How long do we have to be in a foreign country before we have earned the right to take a picture with a smiling native child? How much volunteer work do we have to do before we can hug a foreign national and then have them smile at the camera with us as we capture the moment? A day? A week? A month? A year? Two years?

I have been in a lot of pictures with people over the years including people I know well and not so well. I don't turn away from the camera if others take my picture, I don't untag myself from Facebook photos, and I don't stop a smile from coming when someone flashes their camera at me. I try to be sincere. But when I take the pictures myself, I try to be careful and take what they convey seriously.

Helping other people and truly caring about other people is not something I believe happens quickly or easily. I think it's about truly trying to understand the struggles of others, listening to them in their native language, wrapping one's mind around their situation, asking them what kind of help they need, collecting resources to help people help themselves, teaching them how to help others and lead others and then leaving them in a position so that you put yourself out of a job. If they can do it on their own (whatever it may be) and if they finish knowing they did it themselves, that to me is success.

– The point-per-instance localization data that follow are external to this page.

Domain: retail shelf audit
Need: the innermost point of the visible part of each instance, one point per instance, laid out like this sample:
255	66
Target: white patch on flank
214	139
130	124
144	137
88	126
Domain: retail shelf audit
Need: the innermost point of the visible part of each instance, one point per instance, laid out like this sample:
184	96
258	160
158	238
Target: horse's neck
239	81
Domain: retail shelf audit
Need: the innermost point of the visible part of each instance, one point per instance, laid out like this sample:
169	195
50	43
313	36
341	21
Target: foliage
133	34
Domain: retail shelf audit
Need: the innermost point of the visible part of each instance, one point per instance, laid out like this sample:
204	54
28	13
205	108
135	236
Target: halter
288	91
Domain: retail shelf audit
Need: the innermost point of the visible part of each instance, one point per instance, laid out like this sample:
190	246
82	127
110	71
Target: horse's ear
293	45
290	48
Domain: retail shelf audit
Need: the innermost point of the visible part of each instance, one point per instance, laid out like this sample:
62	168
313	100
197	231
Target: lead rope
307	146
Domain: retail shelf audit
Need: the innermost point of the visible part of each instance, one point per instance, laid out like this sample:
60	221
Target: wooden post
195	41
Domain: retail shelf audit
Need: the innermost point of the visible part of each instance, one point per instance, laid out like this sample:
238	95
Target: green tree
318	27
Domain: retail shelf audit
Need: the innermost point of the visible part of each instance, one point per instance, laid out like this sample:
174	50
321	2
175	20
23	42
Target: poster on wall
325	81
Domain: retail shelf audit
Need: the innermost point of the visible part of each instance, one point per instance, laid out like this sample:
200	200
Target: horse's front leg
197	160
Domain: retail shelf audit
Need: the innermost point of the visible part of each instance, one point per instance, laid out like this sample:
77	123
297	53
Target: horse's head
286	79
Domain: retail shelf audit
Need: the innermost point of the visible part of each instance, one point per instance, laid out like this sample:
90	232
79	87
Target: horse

I plan to take plenty of pictures when I am in the Peace Corps - of the foreign land I live in for two years, of the foreign nationals I live with, of beauty and of substance. I will take pictures of people I meet and friends I make, but this will take time. It won't happen in a day, a month, or maybe even a year in some cases. I believe friendships and lasting change require a lot of continued effort, not a vacation-style go around. I hope to take pictures of real value, of lands I admire, of situations that I appreciate and of human beings that I care for and have treated as my equals. Taking a picture of anything less than that is exploitation.